In a news release, Colorado Attorney General Phil Weiser announced July 21 the agreement was reached with Cardinal, McKesson, and AmerisourceBergen, the nation’s three major pharmaceutical distributors, and Johnson & Johnson, which manufactured and marketed opioids.
"The agreement would resolve investigations and litigation over the companies’ roles in creating and fueling the opioid epidemic," the release said. "The agreement also requires significant industry changes that will help prevent this type of crisis from ever happening again.
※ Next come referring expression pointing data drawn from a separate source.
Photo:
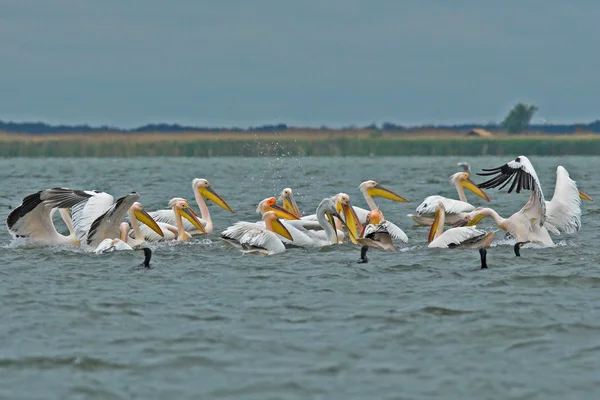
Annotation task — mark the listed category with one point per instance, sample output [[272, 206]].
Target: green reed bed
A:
[[190, 147]]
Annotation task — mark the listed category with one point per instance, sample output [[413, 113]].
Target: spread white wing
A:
[[249, 234], [33, 217], [523, 176], [452, 206], [457, 236], [563, 212], [386, 227]]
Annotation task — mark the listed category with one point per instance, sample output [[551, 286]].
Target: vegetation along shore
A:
[[358, 142]]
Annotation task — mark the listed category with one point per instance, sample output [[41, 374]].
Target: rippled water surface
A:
[[209, 322]]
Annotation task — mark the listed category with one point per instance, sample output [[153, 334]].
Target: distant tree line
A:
[[515, 125]]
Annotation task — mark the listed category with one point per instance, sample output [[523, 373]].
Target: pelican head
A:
[[584, 196], [270, 204], [517, 248], [203, 187], [374, 217], [137, 209], [374, 189], [462, 179], [343, 206], [438, 223], [287, 197], [328, 207], [466, 166], [182, 208], [472, 218], [274, 225]]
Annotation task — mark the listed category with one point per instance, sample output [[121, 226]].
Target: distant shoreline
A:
[[294, 142]]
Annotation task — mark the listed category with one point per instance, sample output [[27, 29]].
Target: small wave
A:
[[526, 343], [43, 362], [442, 311]]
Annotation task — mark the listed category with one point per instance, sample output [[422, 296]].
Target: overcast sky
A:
[[308, 62]]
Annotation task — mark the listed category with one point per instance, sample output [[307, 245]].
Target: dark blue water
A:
[[208, 322]]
A bipartisan group of attorneys general from California, Colorado, Connecticut, Delaware, Florida, Georgia, Louisiana, Massachusetts, New York, North Carolina, Ohio, Pennsylvania, Tennessee, and Texas led the state negotiations."
Said Weiser, “Since I took the oath of office as Colorado’s Attorney General, our team has focused on how to respond to the opioid epidemic, addressing the supply side, the demand side, and the impact of rising levels of addiction. We have taken a leadership role in the litigation in a number of critical matters, including leading a nationwide action against McKinsey & Company, driving a better settlement with the Sackler family and Purdue Pharma, and reaching this critical milestone against a set of companies that fueled the opioid epidemic. We now have critical work to do to ensure that these funds—working with our local government partners—are used effectively to abate this epidemic.”